IMF Survey: IMF Gloomy on Growth, Sees Rising Inflation Threat
July 17, 2008
- Global economic growth to slow significantly in second half of 2008
- Rising energy, commodity prices have boosted inflationary pressure
- Need to adapt to shift in purchasing power from commodity users to producers
The IMF expects global growth to slow significantly in the second half of the year, before recovering gradually in 2009.
UPDATED WORLD ECONOMIC OUTLOOK
Updated forecasts in the IMF's World Economic Outlook (WEO), released July 17, also raise inflation projections, particularly for emerging markets and developing countries.
The WEO expects a moderation in global growth from 5 percent in 2007 to 4.1 percent in 2008 and 3.9 percent in 2009. Following a better-than-expected performance in the early part of 2008, WEO projections for the United States, the euro area, and Japan show a slowdown in activity in the second half of 2008.
Expansions in emerging and developing economies are also expected to lose further steam, with growth in these countries projected to ease to around 7 percent in 2008-09 from 8 percent in 2007. China's growth rate is expected to ease from near 12 percent in 2007 to around 10 percent in 2008-09.
"The global economy is in a tough spot, caught between sharply slowing demand in many advanced economies and rising inflation everywhere, notably in emerging and developing economies," the WEO says.
Rising inflationary pressures
At the same time as the growth slowdown, the WEO notes, rising energy and commodity prices have boosted inflationary pressure, particularly in emerging and developing economies. In advanced economies, inflation pressures are likely to be countered by slowing demand and, with commodity prices projected to stabilize, the expected increase in inflation for 2008 is forecast to be reversed in 2009.
In emerging and developing countries, inflationary pressures are mounting faster, fueled by soaring commodity prices, above-trend growth, and accommodative macroeconomic policies. Hence, inflation forecasts for these economies have been raised by more than 1.5 percentage points in both 2008 and 2009, to 9.1 percent and 7.4 percent, respectively, and the moderation in inflation in 2009 will depend on more assertive tightening of monetary conditions.
At the July 9 summit of leaders of the Group of Eight industrial countries in Hokkaido, Japan, IMF Managing Director Dominique Strauss-Kahn said inflation should be the top concern of policymakers confronted by higher food and fuel prices. Strauss-Kahn called on leaders to act to prevent higher food and fuel prices turning into generalized inflation
"In the recent past, the global economy has managed to take large shocks in stride, but we think its capacity to absorb them is being increasingly challenged," IMF Chief Economist Simon Johnson told a July 17 press briefing in Washington. "How it will navigate through the latest turbulence in financial and commodity markets will crucially depend on how successfully policymakers respond to a fast-changing set of risks in many advanced and emerging economies."
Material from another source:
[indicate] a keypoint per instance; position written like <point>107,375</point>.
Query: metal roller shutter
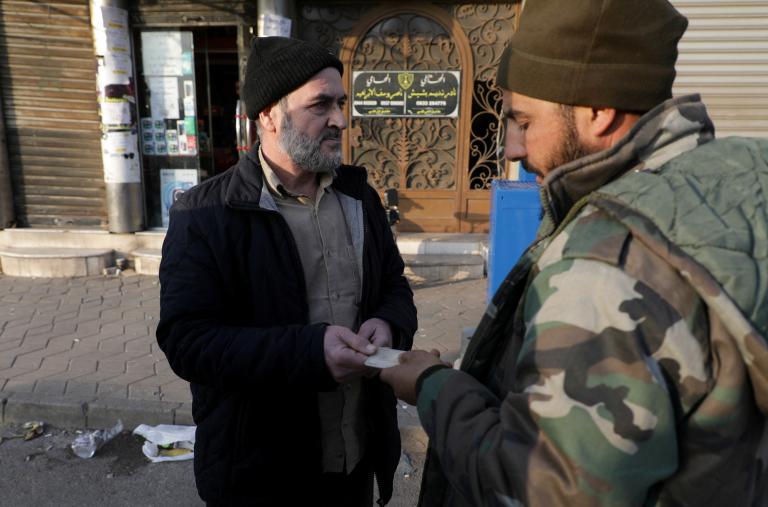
<point>724,56</point>
<point>48,85</point>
IMF's Johnson at WEO press briefing: global economy's capacity to absorb large shocks is being increasingly challenged (IMF photo)
The WEO says the top priority for policymakers is to head off rising inflationary pressure while keeping sight of risks to growth. In many emerging economies, tighter monetary policy and greater fiscal restraint are required, combined in some cases with more flexible exchange rate management."
In the major advanced economies, the case for monetary tightening is seen as less compelling, given that inflation expectations and labor costs are projected to remain well anchored while growth is weakening, but inflation pressures need to be monitored.
Shift in purchasing power
The WEO notes that purchasing power in commodity-importing economies has been eroded. Credit conditions in advanced economies are expected to remain tight in the coming quarters, with banks gradually repairing their balance sheets but facing additional losses from weakening credit performance in the context of slowing economies.
Risks to the global growth outlook are seen by the WEO as balanced. Demand in advanced and emerging economies might be more resilient than projected to recent commodity price and financial shocks, as was the case during the first quarter of 2008. However, financial markets remain fragile and inflation is a rising concern.
The risk of second-round effects from the surge in commodity prices complicates policymakers' response to the slowdown, particularly in advanced economies, while in emerging economies stronger action is likely to be needed to cool activity and reverse rising inflation momentum. Additional oil and food price shocks would exacerbate inflation concerns, while further weakening consumption in importing countries.